Statistical analysis

Inherent in GIS data is information on the attributes of features as well as their locations. This information is used to create maps that can be visually analyzed. Statistical analysis helps you extract additional information from your GIS data that might not be obvious simply by looking at a map—information such as how attribute values are distributed, whether there are spatial trends in the data, or whether the features form spatial patterns. Unlike query functions—such as identify or selection, which provide information about individual features—statistical analysis reveals the characteristics of a set of features as a whole.

Some of the statistical analysis techniques described in this document are most well-suited for interactive applications, such as ArcMap, that allow you to select and visualize data in an ad-hoc and fluid environment. Some of the methods described here are found in ArcMap's menus and toolbars and don't have a geoprocessing tool counterpart. Other methods, such as the spatial statistics tools, are only implemented as geoprocessing tools.

Uses of statistical analysis

Statistical analysis is often used to explore your data—for example, to examine the distribution of values for a particular attribute or to spot outliers (extreme high or low values). Having this information is useful when defining classes and ranges on a map, when reclassifying data, or when looking for data errors.

In the example below, statistics have been calculated for the distribution of senior citizens by census tract in this region (percentage of those aged 65 and over in each tract), including the mean and standard deviation, as well as a histogram showing the distribution of values. Most tracts have a lower percentage of seniors than the mean, but a few tracts have a very high percentage.
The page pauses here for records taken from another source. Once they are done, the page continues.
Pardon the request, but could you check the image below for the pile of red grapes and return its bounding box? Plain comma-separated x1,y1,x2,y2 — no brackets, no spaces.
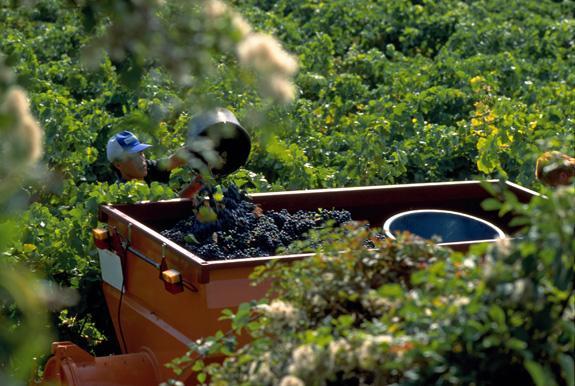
161,185,352,260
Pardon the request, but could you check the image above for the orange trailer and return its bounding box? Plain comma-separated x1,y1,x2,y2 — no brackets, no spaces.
40,181,537,386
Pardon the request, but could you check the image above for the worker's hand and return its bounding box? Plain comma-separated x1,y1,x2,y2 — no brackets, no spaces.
180,175,204,199
170,147,191,170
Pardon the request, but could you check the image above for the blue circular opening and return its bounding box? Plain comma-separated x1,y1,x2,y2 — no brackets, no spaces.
384,209,505,243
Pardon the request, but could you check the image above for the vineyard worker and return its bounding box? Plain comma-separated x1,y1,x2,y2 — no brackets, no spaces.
106,131,204,197
535,151,575,186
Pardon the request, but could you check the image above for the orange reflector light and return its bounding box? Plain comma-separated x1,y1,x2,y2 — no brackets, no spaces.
92,228,108,240
162,269,182,284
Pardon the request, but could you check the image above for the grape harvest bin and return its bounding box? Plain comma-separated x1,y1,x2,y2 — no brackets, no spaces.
41,181,536,385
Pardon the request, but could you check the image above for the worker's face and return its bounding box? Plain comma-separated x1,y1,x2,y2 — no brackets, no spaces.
114,152,148,181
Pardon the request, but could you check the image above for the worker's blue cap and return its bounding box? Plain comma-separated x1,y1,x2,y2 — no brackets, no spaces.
106,131,152,162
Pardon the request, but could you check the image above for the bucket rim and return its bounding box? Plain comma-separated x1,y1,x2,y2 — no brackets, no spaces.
383,209,507,240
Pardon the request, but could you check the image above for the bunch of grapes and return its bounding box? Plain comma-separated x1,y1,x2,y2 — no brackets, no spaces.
161,185,351,260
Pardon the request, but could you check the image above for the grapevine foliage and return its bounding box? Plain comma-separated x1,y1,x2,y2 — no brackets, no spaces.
161,185,351,260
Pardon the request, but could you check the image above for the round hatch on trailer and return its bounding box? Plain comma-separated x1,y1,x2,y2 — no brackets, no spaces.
383,209,505,243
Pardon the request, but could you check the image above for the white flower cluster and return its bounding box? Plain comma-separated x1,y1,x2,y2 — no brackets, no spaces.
288,344,318,379
204,0,298,103
0,87,44,191
257,300,300,327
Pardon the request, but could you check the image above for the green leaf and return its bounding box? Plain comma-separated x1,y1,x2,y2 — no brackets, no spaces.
525,360,556,386
489,304,505,327
377,284,403,298
505,338,527,351
558,354,575,386
481,198,501,211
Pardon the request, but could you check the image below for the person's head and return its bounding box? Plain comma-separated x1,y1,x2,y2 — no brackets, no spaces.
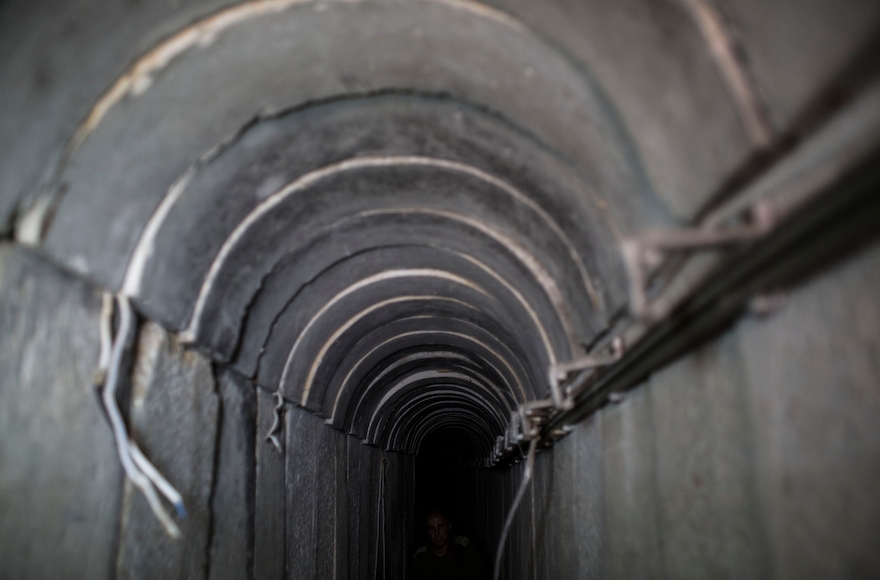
425,510,452,548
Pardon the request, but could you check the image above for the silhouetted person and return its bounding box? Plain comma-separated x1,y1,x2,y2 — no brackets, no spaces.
410,510,489,580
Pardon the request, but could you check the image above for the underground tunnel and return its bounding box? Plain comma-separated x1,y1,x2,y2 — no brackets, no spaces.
0,0,880,580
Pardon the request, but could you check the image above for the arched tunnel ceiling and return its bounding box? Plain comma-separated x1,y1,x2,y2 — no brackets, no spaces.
13,0,872,456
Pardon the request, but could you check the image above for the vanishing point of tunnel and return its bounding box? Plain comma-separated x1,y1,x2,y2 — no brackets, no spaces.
0,0,880,580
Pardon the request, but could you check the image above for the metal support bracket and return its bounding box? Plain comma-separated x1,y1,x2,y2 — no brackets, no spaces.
549,336,624,411
621,202,776,322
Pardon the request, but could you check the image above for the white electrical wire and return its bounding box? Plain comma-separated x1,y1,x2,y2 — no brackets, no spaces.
492,437,538,580
266,387,284,453
373,453,391,580
99,295,186,538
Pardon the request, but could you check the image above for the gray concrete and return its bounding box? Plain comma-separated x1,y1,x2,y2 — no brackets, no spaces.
116,323,219,578
0,244,122,580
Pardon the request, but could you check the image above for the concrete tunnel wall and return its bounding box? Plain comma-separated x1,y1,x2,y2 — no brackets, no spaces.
0,0,880,578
Summary statistics and histogram complement symbology

Another use of statistical analysis is to summarize data. Often, this is done for categories, such as calculating the total area in each land-use category. You can also create spatial summaries, such as calculating the average elevation for each watershed. Summary data is useful for gaining a better understanding of conditions in a study area.

In the example below, summary statistics have been calculated for each land-use class showing the number of parcels in that class, the size of the smallest and largest parcel, the average parcel size, and the total area in the class.

Parcel feature size may vary with land-use class; statistics can show the pattern.
Summary statistics can reveal patterns in data.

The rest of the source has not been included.